During the transitional phase, we have to support *three* division
operators within the same program: classic division (for / in
modules without a future division statement), true division (for /
in modules with a future division statement), and floor division
(for //). Each operator comes in two flavors: regular, and as an
augmented assignment operator (/= or //=).
The names associated with these variations are:
- Overloaded operator methods:
__div__(), __floordiv__(), __truediv__();
__idiv__(), __ifloordiv__(), __itruediv__().
- Abstract API C functions:
- Byte code opcodes:
BINARY_DIVIDE, BINARY_FLOOR_DIVIDE, BINARY_TRUE_DIVIDE;
INPLACE_DIVIDE, INPLACE_FLOOR_DIVIDE, INPLACE_TRUE_DIVIDE.
- PyNumberMethod slots:
nb_divide, nb_floor_divide, nb_true_divide,
The added PyNumberMethod slots require an additional flag in
tp_flags; this flag will be named Py_TPFLAGS_HAVE_NEWDIVIDE and
will be included in Py_TPFLAGS_DEFAULT.
The true and floor division APIs will look for the corresponding
slots and call that; when that slot is NULL, they will raise an
exception. There is no fallback to the classic divide slot.

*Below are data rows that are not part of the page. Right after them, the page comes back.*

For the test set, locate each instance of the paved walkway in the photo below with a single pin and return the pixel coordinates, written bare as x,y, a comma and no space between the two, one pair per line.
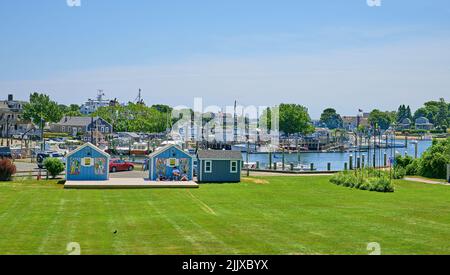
427,181
131,183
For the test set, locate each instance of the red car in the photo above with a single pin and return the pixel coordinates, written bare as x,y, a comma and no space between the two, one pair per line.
116,165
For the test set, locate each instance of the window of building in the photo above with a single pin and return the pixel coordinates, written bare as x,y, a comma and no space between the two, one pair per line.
208,166
233,166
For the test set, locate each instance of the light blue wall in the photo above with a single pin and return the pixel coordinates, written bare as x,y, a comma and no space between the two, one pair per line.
220,171
172,152
86,173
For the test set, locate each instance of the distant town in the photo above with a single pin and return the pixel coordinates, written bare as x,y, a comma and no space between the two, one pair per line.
134,129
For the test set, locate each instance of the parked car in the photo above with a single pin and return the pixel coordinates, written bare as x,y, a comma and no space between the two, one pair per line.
5,152
40,158
116,165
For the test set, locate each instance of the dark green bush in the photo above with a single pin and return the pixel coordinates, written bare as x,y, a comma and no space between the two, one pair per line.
54,166
403,161
7,169
433,163
413,168
399,173
370,180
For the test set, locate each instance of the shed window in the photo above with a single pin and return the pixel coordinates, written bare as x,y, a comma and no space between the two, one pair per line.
208,166
233,166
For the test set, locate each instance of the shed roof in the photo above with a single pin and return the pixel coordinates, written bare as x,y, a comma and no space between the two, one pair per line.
88,144
219,154
165,148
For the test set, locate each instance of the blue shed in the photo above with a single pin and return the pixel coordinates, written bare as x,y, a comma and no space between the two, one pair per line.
170,163
219,166
87,163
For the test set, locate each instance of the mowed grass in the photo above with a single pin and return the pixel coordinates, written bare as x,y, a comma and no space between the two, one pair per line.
273,215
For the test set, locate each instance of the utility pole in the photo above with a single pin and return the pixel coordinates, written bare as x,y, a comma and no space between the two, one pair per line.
7,130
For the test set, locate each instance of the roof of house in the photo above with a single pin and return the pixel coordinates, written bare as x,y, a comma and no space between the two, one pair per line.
88,144
423,120
76,121
219,155
406,121
165,148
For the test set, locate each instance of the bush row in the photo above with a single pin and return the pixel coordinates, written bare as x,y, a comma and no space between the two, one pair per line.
369,180
432,164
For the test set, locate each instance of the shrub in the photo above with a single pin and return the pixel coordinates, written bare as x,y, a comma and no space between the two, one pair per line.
7,169
54,166
368,179
413,168
433,163
403,161
399,173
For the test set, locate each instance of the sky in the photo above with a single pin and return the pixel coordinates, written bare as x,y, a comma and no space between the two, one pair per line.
317,53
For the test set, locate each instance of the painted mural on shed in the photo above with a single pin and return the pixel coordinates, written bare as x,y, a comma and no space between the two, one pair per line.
170,163
87,163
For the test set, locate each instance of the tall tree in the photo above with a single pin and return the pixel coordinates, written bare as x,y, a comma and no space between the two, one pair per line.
442,114
294,119
41,109
331,119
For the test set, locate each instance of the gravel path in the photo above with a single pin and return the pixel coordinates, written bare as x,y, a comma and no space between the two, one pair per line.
427,181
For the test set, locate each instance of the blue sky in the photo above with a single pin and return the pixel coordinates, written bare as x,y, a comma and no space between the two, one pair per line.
317,53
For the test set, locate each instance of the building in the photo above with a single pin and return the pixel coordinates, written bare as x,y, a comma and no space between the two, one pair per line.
82,126
170,163
405,124
219,166
11,118
87,163
422,123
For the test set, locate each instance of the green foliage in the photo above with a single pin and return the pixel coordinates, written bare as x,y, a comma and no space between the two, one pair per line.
381,119
7,169
40,108
54,166
412,169
368,180
331,119
402,162
294,119
438,112
433,163
399,173
135,118
72,111
403,112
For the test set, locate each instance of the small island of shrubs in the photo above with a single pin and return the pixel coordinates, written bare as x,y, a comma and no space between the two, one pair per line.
365,179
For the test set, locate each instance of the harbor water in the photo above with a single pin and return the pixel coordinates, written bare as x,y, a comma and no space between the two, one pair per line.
337,160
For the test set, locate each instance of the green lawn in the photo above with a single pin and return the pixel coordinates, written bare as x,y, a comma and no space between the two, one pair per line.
275,215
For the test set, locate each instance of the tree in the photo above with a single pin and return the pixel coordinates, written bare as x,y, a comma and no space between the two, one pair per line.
294,119
381,119
41,109
401,113
442,114
331,119
135,118
423,112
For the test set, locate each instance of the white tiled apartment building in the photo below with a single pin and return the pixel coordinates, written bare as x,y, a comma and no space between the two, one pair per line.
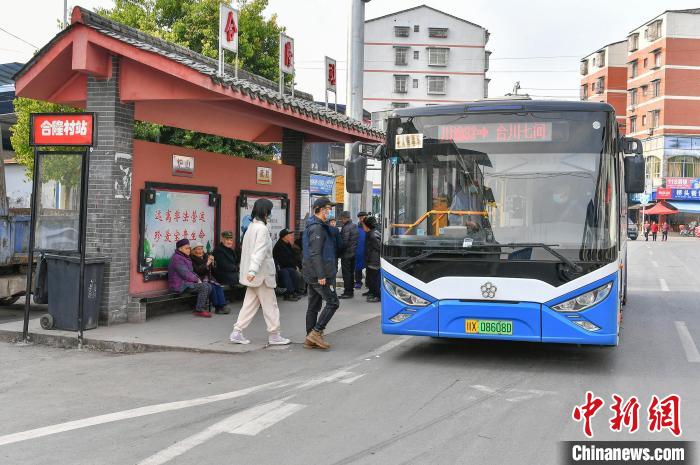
423,56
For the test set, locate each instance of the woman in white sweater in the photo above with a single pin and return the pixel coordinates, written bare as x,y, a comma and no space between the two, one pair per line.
258,275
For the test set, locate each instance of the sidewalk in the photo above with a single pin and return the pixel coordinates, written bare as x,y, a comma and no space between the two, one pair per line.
182,331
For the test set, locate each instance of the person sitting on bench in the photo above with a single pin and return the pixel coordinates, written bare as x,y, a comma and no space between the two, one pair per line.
288,266
202,263
181,278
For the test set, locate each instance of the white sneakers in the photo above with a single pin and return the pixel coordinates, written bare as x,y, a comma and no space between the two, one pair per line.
277,340
237,337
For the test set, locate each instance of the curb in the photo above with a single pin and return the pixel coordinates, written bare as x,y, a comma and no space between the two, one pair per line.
118,347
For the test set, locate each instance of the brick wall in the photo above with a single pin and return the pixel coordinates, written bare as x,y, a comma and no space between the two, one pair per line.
109,198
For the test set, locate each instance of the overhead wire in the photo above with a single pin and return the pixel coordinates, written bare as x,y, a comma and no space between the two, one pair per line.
18,38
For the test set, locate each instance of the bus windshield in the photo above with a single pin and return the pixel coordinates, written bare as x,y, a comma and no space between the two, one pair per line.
485,179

In Python 3.0, the classic division semantics will be removed; the
classic division APIs will become synonymous with true division.
Command Line Option
The -D command line option takes a string argument that can take
three values: "old", "warn", or "new". The default is "old" in
Python 2.2 but will change to "warn" in later 2.x versions. The
"old" value means the classic division operator acts as described.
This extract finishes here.